Tourists from Kansas driving by the Space Needle on Sunday may have thought they were looking at a very tall, slightly goofy '60s artifact, a preposterous tower with a top reminiscent of a spaceship.

Down on the ground, though, those who gathered under the Needle for the 50th anniversary of its groundbreaking spoke of it as a symbol of synergy — of what can happen when creativity, financial wherewithal and caring for the community come together.

"When I think of the Space Needle, I think of passion and vision and commitment," said Barbara Graham, the daughter of the Needle's architect, John Graham.

The event, held outside beneath the Needle on Sunday morning, gathered surviving relatives and a few of the men themselves whose efforts and investments turned a scribble on a cocktail napkin into the $4 million symbol of Seattle.

As the sun broke through clouds to warm a chill, windy day, about 30 people listened to the handful who had come to tell stories about the Space Needle, including a tale about an Elvis sighting and recollections of being taken up in scary construction elevators as young children. After the brief program, they posed for a group photo with golden shovels and reminisced among themselves.

When it was built, the 605-foot Space Needle was the tallest structure west of the Mississippi River, its 3,700-ton tower of steel held steady by a 5,850-ton concrete foundation.
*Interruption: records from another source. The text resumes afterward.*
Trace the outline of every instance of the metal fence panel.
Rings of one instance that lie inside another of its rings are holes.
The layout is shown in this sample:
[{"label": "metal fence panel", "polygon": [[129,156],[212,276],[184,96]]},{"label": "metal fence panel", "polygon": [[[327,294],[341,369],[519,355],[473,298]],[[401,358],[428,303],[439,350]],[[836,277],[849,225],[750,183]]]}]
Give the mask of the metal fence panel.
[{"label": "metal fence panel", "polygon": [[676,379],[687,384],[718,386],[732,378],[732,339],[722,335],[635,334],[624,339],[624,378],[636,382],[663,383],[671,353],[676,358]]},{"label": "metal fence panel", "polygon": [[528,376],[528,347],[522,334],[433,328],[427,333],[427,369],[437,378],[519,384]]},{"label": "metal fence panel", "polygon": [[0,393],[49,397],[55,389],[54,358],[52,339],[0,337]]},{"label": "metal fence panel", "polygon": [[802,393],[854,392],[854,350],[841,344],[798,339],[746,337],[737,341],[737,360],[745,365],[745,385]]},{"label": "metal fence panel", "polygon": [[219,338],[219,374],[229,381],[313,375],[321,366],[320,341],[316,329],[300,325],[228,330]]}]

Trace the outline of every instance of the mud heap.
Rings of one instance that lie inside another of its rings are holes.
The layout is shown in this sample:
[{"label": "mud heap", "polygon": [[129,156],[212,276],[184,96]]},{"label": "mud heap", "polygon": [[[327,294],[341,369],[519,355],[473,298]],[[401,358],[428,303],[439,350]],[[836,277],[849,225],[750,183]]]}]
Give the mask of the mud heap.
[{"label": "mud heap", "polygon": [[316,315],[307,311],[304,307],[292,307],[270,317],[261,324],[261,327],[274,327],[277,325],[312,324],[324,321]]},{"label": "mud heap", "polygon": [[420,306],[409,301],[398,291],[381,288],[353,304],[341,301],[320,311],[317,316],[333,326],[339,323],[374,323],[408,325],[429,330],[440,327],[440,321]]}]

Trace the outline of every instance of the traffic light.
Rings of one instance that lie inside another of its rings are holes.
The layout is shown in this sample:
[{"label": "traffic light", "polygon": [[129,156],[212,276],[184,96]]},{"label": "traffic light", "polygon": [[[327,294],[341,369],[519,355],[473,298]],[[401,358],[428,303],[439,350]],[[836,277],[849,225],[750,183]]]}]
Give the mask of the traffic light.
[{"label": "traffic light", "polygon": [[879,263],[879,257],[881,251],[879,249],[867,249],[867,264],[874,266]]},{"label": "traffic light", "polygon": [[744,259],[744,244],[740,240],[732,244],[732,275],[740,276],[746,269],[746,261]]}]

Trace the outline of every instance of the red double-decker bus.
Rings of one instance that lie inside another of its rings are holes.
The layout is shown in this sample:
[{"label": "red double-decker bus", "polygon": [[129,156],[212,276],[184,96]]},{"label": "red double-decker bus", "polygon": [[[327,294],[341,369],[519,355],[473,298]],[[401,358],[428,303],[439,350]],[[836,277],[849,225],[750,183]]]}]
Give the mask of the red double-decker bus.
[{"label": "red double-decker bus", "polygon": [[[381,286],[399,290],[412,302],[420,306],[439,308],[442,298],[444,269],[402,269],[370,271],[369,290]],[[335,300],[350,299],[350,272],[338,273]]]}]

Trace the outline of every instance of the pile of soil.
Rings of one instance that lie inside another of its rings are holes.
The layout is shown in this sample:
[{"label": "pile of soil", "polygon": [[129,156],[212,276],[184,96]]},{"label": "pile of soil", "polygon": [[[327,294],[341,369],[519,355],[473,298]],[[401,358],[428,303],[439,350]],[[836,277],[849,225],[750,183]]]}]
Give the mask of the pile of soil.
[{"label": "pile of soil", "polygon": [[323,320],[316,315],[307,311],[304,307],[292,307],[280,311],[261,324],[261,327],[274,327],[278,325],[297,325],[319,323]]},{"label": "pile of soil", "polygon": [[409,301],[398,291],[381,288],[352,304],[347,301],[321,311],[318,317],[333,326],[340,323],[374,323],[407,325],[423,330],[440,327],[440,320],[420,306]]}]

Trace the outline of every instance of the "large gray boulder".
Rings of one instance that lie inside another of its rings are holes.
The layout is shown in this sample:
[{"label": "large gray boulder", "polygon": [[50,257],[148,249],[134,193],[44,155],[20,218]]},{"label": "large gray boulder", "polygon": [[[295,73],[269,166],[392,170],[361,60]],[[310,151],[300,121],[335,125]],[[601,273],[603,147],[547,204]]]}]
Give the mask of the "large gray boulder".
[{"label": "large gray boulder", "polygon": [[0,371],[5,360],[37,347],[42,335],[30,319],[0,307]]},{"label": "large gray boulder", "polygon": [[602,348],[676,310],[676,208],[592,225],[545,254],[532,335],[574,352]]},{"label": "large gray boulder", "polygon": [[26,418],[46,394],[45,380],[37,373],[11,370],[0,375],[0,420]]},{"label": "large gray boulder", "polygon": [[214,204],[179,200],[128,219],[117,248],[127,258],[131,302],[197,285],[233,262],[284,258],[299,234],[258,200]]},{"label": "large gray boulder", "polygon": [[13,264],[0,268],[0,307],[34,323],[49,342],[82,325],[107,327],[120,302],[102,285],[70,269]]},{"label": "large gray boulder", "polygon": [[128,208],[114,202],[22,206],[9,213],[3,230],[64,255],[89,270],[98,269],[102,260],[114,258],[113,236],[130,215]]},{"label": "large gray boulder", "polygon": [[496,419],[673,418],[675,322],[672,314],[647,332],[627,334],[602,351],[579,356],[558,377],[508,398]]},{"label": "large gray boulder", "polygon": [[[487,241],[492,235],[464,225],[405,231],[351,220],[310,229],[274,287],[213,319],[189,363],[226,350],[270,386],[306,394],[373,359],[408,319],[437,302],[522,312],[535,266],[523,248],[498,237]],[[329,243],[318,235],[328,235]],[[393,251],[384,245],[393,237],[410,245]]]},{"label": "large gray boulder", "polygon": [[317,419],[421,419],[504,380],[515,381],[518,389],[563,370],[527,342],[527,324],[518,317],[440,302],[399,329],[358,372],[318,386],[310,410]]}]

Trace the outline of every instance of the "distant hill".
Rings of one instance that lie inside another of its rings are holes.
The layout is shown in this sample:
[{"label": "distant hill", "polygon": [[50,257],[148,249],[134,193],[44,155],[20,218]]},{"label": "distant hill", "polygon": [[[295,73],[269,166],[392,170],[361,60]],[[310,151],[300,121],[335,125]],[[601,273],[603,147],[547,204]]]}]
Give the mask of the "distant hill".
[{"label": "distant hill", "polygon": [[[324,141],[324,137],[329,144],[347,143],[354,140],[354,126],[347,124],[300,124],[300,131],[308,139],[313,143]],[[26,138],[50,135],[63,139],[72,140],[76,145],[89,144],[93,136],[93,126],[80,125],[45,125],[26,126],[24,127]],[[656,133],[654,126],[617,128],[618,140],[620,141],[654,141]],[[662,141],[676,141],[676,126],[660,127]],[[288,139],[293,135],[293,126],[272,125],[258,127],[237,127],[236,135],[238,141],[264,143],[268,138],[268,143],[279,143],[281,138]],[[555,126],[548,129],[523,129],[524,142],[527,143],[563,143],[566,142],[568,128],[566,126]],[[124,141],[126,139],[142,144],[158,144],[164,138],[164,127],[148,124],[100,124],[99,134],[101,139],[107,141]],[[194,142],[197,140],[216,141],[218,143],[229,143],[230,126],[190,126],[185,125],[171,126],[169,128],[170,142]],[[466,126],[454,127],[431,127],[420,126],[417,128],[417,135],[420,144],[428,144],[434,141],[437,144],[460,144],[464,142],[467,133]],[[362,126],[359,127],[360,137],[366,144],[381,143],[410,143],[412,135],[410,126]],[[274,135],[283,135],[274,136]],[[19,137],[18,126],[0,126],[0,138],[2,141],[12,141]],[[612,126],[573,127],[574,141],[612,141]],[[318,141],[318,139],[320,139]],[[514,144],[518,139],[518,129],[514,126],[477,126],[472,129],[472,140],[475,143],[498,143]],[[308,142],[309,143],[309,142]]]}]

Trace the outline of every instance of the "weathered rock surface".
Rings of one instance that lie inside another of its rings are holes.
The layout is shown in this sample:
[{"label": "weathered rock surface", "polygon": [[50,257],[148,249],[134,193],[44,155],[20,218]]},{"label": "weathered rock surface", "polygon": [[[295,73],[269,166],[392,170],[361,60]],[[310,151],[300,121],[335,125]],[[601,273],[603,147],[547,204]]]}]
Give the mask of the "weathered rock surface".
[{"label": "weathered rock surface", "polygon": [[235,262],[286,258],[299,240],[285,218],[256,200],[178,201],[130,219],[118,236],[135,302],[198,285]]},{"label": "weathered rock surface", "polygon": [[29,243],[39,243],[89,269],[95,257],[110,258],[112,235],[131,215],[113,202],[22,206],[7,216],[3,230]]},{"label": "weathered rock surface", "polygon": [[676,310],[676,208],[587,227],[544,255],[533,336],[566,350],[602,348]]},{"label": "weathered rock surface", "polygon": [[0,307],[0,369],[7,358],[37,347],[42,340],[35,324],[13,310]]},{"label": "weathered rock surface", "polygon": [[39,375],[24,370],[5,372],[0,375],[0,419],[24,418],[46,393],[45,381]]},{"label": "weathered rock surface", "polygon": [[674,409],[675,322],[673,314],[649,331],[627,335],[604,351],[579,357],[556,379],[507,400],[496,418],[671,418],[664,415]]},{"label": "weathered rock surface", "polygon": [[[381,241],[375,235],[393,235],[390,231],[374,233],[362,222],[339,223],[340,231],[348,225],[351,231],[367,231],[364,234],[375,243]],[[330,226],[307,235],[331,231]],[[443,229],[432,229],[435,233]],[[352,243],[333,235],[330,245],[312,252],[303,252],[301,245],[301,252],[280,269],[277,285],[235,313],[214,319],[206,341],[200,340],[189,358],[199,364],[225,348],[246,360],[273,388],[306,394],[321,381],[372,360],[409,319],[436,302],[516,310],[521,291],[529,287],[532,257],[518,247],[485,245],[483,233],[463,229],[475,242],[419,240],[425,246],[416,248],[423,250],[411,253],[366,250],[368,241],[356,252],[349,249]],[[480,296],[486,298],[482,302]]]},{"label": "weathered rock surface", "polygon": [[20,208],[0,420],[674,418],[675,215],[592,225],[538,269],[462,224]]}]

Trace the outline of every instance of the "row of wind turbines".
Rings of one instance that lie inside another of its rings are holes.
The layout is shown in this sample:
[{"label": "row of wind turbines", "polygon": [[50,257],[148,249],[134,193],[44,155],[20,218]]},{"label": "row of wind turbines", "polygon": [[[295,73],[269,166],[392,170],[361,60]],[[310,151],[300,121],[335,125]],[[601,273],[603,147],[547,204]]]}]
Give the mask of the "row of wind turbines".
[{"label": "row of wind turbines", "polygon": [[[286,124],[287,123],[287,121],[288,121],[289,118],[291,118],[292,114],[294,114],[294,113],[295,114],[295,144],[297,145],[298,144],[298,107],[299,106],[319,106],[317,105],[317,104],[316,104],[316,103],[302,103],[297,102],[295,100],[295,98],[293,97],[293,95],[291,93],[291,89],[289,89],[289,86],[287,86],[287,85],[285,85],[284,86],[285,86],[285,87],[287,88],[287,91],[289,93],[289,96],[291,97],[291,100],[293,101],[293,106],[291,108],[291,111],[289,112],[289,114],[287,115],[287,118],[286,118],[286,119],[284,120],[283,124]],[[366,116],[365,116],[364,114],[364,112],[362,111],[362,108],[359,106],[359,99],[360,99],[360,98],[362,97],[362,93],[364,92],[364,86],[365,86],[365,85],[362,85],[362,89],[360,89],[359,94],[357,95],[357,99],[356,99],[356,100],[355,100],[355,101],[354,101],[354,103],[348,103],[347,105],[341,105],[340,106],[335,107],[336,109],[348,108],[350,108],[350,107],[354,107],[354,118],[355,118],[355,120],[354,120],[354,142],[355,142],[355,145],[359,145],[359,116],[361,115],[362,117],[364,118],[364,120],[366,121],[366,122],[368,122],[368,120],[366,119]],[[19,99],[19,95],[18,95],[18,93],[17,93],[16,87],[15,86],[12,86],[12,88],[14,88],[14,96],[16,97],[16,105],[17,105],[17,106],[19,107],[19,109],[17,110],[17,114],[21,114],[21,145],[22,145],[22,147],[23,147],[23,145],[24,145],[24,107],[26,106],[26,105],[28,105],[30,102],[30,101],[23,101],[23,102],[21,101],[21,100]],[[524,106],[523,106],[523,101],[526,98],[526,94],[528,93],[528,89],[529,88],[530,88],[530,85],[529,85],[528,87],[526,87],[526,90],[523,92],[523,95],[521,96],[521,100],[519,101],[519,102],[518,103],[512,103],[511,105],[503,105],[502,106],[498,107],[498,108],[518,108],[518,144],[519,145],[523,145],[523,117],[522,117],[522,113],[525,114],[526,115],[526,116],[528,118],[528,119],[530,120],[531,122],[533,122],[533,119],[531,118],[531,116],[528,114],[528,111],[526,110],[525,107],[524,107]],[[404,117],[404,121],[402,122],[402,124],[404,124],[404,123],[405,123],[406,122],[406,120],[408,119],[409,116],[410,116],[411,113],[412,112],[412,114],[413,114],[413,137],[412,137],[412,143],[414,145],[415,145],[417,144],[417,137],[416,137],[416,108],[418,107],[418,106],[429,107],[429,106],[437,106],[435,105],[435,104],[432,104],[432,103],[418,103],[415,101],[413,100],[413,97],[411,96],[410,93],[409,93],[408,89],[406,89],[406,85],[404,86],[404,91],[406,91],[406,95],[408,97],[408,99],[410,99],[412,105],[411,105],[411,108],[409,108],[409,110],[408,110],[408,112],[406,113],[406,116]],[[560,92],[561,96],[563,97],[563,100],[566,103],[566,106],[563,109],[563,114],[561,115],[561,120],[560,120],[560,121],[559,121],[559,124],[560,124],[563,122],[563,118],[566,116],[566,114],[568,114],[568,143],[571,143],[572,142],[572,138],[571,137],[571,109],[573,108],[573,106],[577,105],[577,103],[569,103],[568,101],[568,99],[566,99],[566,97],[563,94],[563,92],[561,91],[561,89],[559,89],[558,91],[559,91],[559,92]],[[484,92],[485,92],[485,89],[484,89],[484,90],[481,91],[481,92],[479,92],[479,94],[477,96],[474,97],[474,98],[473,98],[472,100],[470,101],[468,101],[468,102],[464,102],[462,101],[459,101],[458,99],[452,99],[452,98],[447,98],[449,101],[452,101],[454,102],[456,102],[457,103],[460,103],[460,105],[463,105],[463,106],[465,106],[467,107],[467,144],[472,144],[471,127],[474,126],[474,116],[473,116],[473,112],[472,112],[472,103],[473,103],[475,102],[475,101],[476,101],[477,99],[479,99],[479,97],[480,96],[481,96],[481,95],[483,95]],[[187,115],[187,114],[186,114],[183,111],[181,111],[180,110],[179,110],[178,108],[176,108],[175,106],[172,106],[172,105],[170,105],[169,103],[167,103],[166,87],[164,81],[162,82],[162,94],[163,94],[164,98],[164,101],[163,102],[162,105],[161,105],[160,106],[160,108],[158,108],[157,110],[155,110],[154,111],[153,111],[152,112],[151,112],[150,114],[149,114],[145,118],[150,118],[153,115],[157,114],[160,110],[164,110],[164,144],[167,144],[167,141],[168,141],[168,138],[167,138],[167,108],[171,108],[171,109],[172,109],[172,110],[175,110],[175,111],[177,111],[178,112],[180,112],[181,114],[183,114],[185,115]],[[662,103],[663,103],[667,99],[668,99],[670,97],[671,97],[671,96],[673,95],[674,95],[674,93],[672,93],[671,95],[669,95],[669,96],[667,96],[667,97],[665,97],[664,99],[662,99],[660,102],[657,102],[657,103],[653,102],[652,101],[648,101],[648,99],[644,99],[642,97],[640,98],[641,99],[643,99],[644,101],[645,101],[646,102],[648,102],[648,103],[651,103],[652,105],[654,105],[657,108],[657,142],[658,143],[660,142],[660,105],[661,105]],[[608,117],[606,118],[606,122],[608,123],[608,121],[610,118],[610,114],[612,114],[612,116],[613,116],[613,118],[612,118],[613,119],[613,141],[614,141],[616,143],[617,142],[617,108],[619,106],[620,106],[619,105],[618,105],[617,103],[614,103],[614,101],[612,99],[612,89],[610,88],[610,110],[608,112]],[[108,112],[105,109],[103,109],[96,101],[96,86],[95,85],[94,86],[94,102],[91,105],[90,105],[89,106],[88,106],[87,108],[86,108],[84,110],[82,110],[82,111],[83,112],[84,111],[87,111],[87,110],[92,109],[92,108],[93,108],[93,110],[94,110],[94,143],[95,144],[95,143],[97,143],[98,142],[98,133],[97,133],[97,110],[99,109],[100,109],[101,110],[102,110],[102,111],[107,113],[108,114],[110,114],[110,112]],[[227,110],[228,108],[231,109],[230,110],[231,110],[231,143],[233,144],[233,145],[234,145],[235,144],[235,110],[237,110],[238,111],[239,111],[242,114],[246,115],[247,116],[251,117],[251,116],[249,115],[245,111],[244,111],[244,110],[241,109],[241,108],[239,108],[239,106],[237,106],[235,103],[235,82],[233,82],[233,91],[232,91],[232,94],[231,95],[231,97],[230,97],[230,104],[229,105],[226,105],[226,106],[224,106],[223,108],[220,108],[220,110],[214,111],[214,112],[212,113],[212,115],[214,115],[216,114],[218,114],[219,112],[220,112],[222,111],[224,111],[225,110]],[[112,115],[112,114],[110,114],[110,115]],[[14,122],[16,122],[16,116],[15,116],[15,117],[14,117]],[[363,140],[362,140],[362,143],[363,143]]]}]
Against the odds, it was completed in time for the opening of the 1962 Century 21 World's Fair on April 21, 1962.

"I was young enough and inexperienced enough not to dwell on difficulties," said Bagley Wright, 87, who brought together the group of investors and developers who would form the backbone of the project.

Those men included contractor Howard S. Wright, financier Ned Skinner and timber magnate Norton Clapp, along with Eddie Carlson, then a hotel-company president whose crude sketch in a restaurant in Stuttgart, Germany, became the fodder for Graham, the architect, who had designed Northgate Mall.

Together, they overcame skepticism, regulations and, ultimately, a tight time line to get the Needle open for the start of the fair.

Much like Paris and the Eiffel Tower, said those gathered Sunday, the Space Needle has since become one of the few structures in the world that so immediately evokes its city.

"It was a crazy idea," Bagley Wright admitted. "I didn't ever think it would become the symbol of a city."

Jay Rockey, 82, the original public-relations director for the fair, also was on hand Sunday, recalling the mad scramble to get the Needle completed in time. "This thing was only completed a few days before the Fair opened," he said. "There were an awful lot of people who said, 'What are you going to do when it's not ready?' "

Ultimately, though, the "team process" pulled it together, Rockey said.

David Skinner, Ned's son, said his dad, a shipping-company executive, deserves a lot of credit for helping build the Needle, but the effort never would have proved successful without the other families.

The fair itself was about "passionate curiosity," and so were the men who envisioned the Needle, he said. Add collaboration and creativity and it's also about "who we are as a culture."

Then, as now, there were upheavals in the world: the Cold War was heating up, with the failed U.S. invasion of Cuba at the Bay of Pigs one of the most dicey and oft-recalled examples.

Today, Skinner said, we face many challenges in the city, the country, the state, and the world. "I'm suggesting if we apply what got us here today to that, I think we'll be in good shape."